どこまでが個性でどこからが病気? 人には聞けないオタクな悩みを精神科医に直撃!
#マンガ #オタク #インタビュー
インターネットやメール、携帯電話……世の中はどんどん便利になっているハズなのだが、それに反して心を病んでいる人がどんどん増えているような気がする。
ネットの世界を見渡せば「うわ……この人、頭大丈夫かな?」というようなキ○ガイ丸出しな書き込みをいくらでも見つけられるし、アニメの女子高生キャラに本気で恋をしちゃって「俺、おかしいんじゃないか」と悩んだり、会うたびにリストカット痕が増えていく友人に対して「何か言ってあげた方がいいんだろうか……」と困惑している人も少なくないだろう。
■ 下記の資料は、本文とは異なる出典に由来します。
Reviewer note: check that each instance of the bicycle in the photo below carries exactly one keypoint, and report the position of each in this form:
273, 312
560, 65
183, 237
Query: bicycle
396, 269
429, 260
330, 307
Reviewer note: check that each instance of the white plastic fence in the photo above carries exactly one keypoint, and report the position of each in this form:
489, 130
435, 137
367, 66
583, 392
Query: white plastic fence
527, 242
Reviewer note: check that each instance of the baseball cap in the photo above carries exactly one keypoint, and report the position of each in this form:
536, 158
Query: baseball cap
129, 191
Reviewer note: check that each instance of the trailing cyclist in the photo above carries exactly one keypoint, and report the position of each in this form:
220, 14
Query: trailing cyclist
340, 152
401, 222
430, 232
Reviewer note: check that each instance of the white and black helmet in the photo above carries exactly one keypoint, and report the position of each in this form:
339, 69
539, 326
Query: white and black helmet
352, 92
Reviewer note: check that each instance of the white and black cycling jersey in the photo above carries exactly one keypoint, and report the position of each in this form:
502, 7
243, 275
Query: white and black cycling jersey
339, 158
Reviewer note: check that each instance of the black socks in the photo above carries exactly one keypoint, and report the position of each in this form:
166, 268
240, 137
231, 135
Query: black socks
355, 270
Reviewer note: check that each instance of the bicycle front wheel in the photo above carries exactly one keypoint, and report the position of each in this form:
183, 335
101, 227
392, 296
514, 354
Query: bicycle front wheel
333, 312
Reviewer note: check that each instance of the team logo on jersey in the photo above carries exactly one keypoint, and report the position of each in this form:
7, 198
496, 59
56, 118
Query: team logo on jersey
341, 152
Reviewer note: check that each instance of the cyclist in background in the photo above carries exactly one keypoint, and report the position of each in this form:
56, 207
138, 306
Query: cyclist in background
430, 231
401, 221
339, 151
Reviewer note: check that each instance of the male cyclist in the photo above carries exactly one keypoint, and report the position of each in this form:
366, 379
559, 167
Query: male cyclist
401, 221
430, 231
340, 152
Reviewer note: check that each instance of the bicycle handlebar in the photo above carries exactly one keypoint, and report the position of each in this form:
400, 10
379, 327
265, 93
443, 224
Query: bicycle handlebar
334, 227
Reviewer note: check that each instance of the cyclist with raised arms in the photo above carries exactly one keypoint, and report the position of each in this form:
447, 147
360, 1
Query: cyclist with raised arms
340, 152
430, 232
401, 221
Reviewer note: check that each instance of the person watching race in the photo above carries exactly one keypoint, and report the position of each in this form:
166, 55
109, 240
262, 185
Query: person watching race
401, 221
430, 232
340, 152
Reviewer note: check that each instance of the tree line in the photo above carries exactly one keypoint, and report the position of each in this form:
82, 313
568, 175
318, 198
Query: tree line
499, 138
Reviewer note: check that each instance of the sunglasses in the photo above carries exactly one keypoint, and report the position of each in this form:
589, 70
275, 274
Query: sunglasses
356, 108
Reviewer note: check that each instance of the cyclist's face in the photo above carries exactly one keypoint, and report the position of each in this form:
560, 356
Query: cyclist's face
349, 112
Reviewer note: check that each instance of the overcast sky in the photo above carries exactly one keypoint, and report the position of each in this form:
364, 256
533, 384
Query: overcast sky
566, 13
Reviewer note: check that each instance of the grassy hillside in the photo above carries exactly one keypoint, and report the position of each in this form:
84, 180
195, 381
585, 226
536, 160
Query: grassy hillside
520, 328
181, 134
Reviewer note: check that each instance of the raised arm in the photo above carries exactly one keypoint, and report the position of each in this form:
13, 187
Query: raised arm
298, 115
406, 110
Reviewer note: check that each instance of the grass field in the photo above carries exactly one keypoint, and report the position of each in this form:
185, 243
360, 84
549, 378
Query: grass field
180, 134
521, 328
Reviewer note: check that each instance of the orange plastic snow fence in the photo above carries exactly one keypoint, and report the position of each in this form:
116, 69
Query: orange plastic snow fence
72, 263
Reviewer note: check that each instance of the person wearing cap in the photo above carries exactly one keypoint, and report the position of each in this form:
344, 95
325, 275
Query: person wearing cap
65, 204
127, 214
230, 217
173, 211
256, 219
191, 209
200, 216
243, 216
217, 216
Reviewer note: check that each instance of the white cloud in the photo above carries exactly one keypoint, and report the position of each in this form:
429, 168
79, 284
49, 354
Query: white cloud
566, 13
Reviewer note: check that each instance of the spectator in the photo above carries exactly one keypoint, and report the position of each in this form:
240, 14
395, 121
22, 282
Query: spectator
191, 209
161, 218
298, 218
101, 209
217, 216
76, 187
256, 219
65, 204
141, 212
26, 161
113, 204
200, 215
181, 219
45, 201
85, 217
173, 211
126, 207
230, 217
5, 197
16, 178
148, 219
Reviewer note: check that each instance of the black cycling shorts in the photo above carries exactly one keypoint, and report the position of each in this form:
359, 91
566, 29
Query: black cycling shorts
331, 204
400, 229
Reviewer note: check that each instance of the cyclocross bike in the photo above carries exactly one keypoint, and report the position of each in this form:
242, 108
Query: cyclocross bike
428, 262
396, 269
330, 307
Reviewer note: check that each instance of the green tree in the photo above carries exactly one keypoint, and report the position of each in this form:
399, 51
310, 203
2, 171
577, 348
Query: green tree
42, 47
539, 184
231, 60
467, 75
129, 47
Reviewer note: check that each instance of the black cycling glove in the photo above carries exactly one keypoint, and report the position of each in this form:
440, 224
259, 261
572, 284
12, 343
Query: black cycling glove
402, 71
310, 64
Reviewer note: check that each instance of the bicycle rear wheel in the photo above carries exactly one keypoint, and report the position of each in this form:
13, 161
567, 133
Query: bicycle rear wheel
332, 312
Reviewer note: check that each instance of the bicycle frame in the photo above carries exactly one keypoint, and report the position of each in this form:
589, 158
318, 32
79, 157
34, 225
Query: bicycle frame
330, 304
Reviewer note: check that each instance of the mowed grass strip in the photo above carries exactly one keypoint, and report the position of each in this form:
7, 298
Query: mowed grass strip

そもそも、どこまでが”個性”でどこからが”病気”なのか。知り合いには相談しづらいし、病院に行くのもハードルが高い。
そんなメンタルの問題について、異色の心療内科(ギャグ)マンガとして話題となっている『マンガで分かる心療内科』の原作者にして精神科医のゆうきゆう先生に、いろいろと気になるメンタルの病気について訊いてみた。
――アニメやゲームのキャラには、見た目がかなり幼く描かれた女の子などがよく登場することもあり、オタク男子の多くがロリコン気質を持っているような気がします。ズバリ、ロリコンって病気なんでしょうか。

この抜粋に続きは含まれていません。